Firstly is the entry in the fetcher correct as it points to a frontend storage pod, or should it detail all the storage shards ?

With this config in I now get the following from my buildstream test build:-

    [00:00:00][2aaa3338][ pull:base.bst                      ] FAILURE Failed to pull artifact 2aaa3338: Failed to pull ref bst-common/base/2aaa3338e361f55c77eb31c634545891985a4590c23cee4f4cde5e8b4de79d2b: <_InactiveRpcError of RPC that terminated with:
        status = StatusCode.PERMISSION_DENIED
        details = "HTTP Fetching of directories is not supported!"
        debug_error_string = "{"created":"@1646040952.964894316","description":"Error received from peer ipv4:10.39.174.131:11002","file":"src/core/lib/surface/call.cc","file_line":1074,"grpc_message":"HTTP Fetching of directories is not supported!","grpc_status":7}"

Now getting a RC 7 from the remote-asset pod :)

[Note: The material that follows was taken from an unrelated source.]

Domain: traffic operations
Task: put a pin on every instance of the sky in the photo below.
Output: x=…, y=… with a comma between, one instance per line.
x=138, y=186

2022/02/28 09:35:52 Fetching Directory [urn:fdc:buildstream.build:2020:v1:bst-common/base/2aaa3338e361f55c77eb31c634545891985a4590c23cee4f4cde5e8b4de79d2b] with qualifiers []
2022/02/28 09:35:52 FetchBlob completed for [urn:fdc:buildstream.build:2020:v1:bst-common/base/2aaa3338e361f55c77eb31c634545891985a4590c23cee4f4cde5e8b4de79d2b] with status code 7

Any help for me would be appreciated.

Qinusty commented 2 years ago

Ah ofcourse this is for buildstream and not bazel!

iirc the configurations with buildstream generally avoid http fetcher and support the push functionality of buildstream. If you replace the http with the 'error'' block you had before does it work?

As for the sharding configuration, I would avoid passing unnecessary data through the frontend if you have access to the sharding configuration (like in this example). Clients should go through the frontend for cache access.

pseymournutanix commented 2 years ago

Hi,

Yes if I move the fetcher block back to the original and remove the actionCache block from inside the blobAccess and leave contentAddressableStorage I get pushes / pulls OK it seems. It's not the quickest so wondering if it's optimal. 49s for 600mb approx artifacts on a local network - not too bad I suppose :)

Pipeline
     waiting 5a9cd54bcaa0a9b01e6244ced5361d0d9259e932a8b16fcae5c86296bb9d33e0 base.bst
===============================================================================
[--:--:--][5a9cd54b][ pull:base.bst                      ] START   bst-common/base/5a9cd54b-pull.2368.log
[--:--:--][5a9cd54b][ pull:base.bst                      ] STATUS  Pulling artifact 5a9cd54b <- http://buildbarn-cache.my.domain:11001
[--:--:--][5a9cd54b][ pull:base.bst                      ] INFO    Pulled artifact 5a9cd54b <- http://buildbarn-cache.my.domain:11001
[00:00:47][5a9cd54b][ pull:base.bst                      ] SUCCESS bst-common/base/5a9cd54b-pull.2368.log
[--:--:--][][] START   cache_size/cache_size.2439.log
[--:--:--][][] STATUS  Cache usage recomputed: 559.5M / infinity (0%)
[00:00:00][][] SUCCESS cache_size/cache_size.2439.log
[--:--:--][5a9cd54b][ push:base.bst                      ] START   bst-common/base/5a9cd54b-push.2441.log
[--:--:--][5a9cd54b][ push:base.bst                      ] STATUS  Pushing artifact 5a9cd54b -> http://buildbarn-cache.my.domain:11002
[--:--:--][5a9cd54b][ push:base.bst                      ] INFO    Remote (http://buildbarn-cache.my.domain:11002) already has 5a9cd54b cached
[00:00:00][5a9cd54b][ push:base.bst                      ] SKIPPED Push

But this is certainly progress. Many thanks for the help, and pointers.

pseymournutanix commented 2 years ago

Thanks for all the help. This was a configuration error on my part.